Lenoir harvest at Messina Hof Winery.

Finally Bottling a White Cab

Finally managed to bottle the 2012 White Cabernet Sauvignon made with juice from Thanksgiving Farm in Harwood, Maryland. The wine was in carboys in the refrigerator for the last two plus months taking up valuable real estate. The reason it took so long to get it bottled is that I didn’t have enough bottles. We had to drink a few more white wines to provide bottles for the new wine. That took awhile considering we have had below average temperatures for several months and so far May of 2013 continues to follow the trend. I tend to drink fewer white wines in cold/cooler weather than I do in warm/hot weather.

So why did I make a White Cab? Over the past few years, Kathy and I have visited several wineries that had a White Pinot Noir, White Merlot and White Cabernet Franc. Since Cabernet Sauvignon is my favorite grape for wine making, I thought about a White Cabernet Sauvignon. Chris Pearmund gave me a couple gallons of Virginia Cabernet Sauvignon juice and I received several gallons from Thanksgiving Farm for a Maryland White Cab. We bottled the Virginia White Cab months ago and finally opened a bottle. Wow! Very fruit forward but with red berry fruit. I was drinking more of the Virginia White Cab today and am getting strawberry and rhubarb notes. I tasted the Maryland White Cab and it too was very fruity.

Now that I have my White Cabernet Sauvignon experiment in bottles bring on the 90º weather. I wanted to make a wine that would be a good apéritif served cold on a hot day during the summer. So far, I’m happy with the way this White Cab turned out. I like the orange/salmon color and the red berry fruit notes.

Cheers,
Terry

First Zero Carbon Footprint Closure

Image provided by Nomacorc.

What do you do with all those wine bottle closures? We don’t throw them in the trash because they are not biodegradable. So they fill up a box, then another box until we make something out of them. I’ve made wine bottle trivets, push pin boards and even cut the corks on a band saw to make quarter round for molding. Some people live near a winery or wine shop that will collect the corks for recycling. I never seem to just throw them away.

Now the manufacturer Nomacorc has developed a closure that is made using renewable plant-based materials. This is the first zero carbon footprint closure on the market and will be presented at the Intervitis Interfructa trade show April 24 – 27, 2013 in Stuttgart, Germany. The closures will become available for the 2014 bottling. These closures will be 100 percent recyclable.

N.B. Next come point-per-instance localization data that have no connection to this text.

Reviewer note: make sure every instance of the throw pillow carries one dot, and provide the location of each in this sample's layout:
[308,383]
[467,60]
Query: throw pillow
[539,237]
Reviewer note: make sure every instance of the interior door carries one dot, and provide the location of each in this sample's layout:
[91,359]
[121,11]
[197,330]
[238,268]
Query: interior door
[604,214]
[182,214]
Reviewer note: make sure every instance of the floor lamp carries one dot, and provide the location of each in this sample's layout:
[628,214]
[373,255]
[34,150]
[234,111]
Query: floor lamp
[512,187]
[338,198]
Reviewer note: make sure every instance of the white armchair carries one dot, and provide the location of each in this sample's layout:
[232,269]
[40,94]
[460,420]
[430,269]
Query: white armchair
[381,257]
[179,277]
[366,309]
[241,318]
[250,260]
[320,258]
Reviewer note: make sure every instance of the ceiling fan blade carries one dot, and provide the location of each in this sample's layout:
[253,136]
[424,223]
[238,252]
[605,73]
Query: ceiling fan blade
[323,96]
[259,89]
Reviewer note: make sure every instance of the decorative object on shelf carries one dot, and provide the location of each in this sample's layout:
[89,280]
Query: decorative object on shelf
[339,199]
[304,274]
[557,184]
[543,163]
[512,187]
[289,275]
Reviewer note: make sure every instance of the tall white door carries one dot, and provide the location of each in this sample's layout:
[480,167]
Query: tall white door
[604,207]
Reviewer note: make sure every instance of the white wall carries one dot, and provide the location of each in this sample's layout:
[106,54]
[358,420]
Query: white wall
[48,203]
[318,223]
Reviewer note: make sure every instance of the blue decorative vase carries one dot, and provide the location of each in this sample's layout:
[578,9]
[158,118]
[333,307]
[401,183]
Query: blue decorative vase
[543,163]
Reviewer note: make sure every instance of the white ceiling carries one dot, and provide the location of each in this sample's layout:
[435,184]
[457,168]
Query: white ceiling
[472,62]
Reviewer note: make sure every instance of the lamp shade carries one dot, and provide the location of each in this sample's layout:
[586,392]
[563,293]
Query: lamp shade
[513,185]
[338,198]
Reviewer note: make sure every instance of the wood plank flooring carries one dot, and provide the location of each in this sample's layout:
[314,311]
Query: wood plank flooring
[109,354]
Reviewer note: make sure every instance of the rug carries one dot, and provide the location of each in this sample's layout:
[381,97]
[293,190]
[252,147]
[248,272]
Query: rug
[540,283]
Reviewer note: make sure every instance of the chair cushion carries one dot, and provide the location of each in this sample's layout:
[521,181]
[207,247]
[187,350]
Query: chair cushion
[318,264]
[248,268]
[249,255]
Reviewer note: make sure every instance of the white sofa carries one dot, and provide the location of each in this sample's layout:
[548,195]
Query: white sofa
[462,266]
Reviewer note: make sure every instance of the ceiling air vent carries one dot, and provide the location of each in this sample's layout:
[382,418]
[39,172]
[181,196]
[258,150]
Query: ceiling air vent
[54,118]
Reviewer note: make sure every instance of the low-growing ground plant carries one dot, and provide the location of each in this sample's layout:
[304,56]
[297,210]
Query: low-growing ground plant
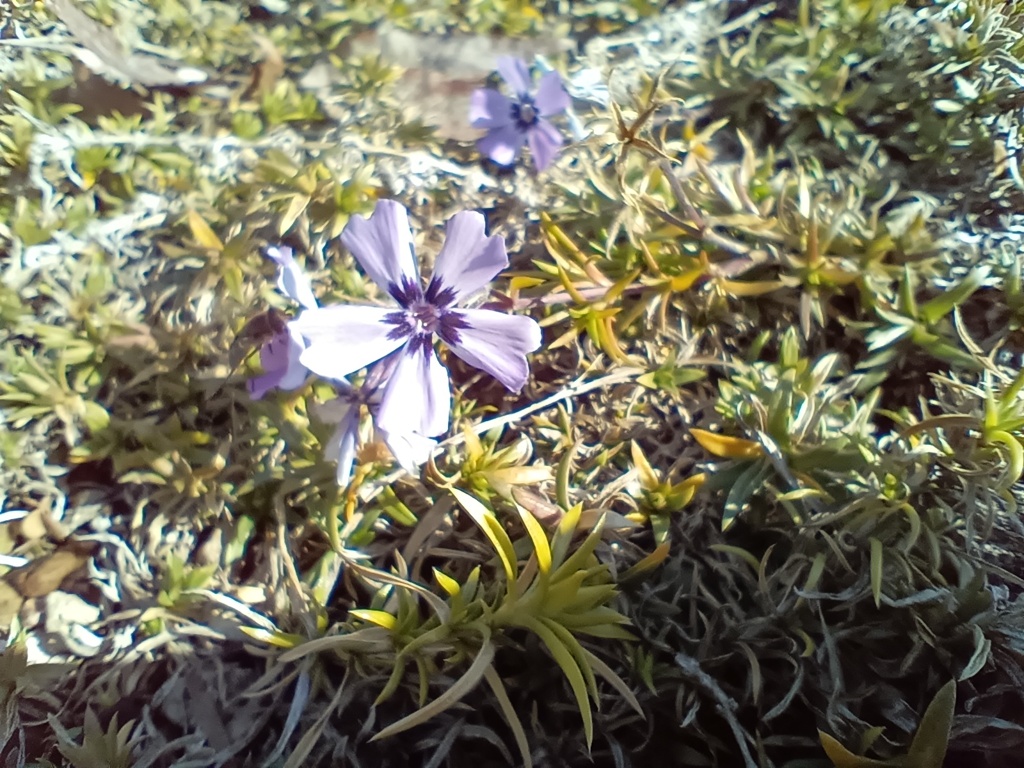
[698,441]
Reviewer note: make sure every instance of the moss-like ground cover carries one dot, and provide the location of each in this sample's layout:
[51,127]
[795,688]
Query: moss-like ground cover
[756,506]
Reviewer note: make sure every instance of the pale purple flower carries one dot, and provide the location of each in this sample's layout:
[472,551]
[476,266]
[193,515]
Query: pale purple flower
[417,396]
[280,355]
[521,119]
[409,449]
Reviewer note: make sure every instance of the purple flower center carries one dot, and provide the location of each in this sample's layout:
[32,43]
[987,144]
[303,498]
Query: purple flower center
[423,317]
[524,113]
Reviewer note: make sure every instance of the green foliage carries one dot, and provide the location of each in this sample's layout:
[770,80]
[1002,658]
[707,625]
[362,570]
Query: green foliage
[760,499]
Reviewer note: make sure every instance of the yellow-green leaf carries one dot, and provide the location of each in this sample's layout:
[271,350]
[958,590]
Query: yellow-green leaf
[727,448]
[203,233]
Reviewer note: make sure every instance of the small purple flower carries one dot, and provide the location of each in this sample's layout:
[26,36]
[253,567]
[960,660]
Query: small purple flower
[282,369]
[280,355]
[292,282]
[513,122]
[417,395]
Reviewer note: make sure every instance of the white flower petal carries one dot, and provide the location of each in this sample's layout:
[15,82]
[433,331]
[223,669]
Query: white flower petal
[343,339]
[383,246]
[469,259]
[497,343]
[341,446]
[418,396]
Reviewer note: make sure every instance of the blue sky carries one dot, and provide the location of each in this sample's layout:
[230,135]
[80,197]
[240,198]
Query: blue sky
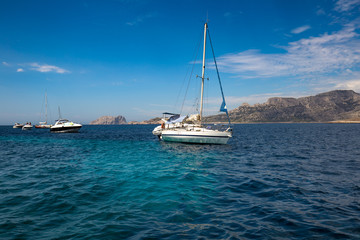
[133,58]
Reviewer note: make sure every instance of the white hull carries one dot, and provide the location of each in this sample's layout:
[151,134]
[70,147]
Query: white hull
[65,126]
[65,129]
[201,136]
[27,127]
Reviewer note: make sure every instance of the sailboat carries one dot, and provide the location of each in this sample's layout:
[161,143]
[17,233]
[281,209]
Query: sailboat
[65,126]
[191,129]
[44,124]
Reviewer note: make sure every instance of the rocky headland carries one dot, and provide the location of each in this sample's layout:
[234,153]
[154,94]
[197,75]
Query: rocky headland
[339,106]
[109,120]
[334,106]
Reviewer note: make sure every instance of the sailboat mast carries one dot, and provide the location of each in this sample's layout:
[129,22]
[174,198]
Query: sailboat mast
[203,74]
[45,108]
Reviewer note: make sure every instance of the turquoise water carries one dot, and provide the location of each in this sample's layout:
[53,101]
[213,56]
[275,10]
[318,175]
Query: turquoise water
[272,181]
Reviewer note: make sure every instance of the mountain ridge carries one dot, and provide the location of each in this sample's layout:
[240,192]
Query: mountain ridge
[330,106]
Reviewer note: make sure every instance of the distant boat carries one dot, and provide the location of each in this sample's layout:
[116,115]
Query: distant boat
[44,124]
[18,125]
[27,126]
[191,129]
[65,126]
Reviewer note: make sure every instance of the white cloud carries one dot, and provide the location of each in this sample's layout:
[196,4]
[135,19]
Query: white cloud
[300,29]
[140,19]
[324,54]
[349,85]
[346,5]
[47,68]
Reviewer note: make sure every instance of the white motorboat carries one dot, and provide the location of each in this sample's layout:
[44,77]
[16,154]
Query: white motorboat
[191,129]
[65,126]
[18,125]
[27,126]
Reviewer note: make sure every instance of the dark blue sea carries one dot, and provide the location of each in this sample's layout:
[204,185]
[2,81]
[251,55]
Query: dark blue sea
[272,181]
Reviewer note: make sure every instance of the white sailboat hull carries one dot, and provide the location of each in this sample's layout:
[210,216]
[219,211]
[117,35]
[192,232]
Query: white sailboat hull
[202,136]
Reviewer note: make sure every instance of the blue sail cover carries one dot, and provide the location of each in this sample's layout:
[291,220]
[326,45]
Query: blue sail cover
[175,119]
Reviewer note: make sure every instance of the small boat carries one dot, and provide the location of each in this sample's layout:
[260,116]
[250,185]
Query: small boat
[65,126]
[44,124]
[191,129]
[18,125]
[27,126]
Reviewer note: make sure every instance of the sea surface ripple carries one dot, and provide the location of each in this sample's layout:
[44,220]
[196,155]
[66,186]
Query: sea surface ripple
[272,181]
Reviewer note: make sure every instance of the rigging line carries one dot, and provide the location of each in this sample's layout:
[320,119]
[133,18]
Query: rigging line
[192,70]
[42,107]
[217,71]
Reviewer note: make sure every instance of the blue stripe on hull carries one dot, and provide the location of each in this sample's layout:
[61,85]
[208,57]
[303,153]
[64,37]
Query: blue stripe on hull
[195,139]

What wineries may be interested in these closures? It looks like Nomacorc is aiming the closures to wineries that are sustainable, organic or biodynamic. Many of those wineries are trying to reduce their carbon footprint and using these closures will afford another opportunity to do that.  According to a press release by the manufacturer, “As with other Select Series products, Select Bio will minimize the environmental impact of wines by preventing spoilage and waste from wine faults such as oxidation and reduction. By consistently delivering the right amount of oxygen into the bottle using a carbon neutral closure, sustainability-minded wineries will now be able to deliver their wines just as they intend.”

Expect to see more information and marketing for these closures in the future. Will wineries show an interest in extending their sustainability practices? Will consumers know that difference and pitch these closures into the trash? Perhaps I’ll need one more box and start collecting them for a future project.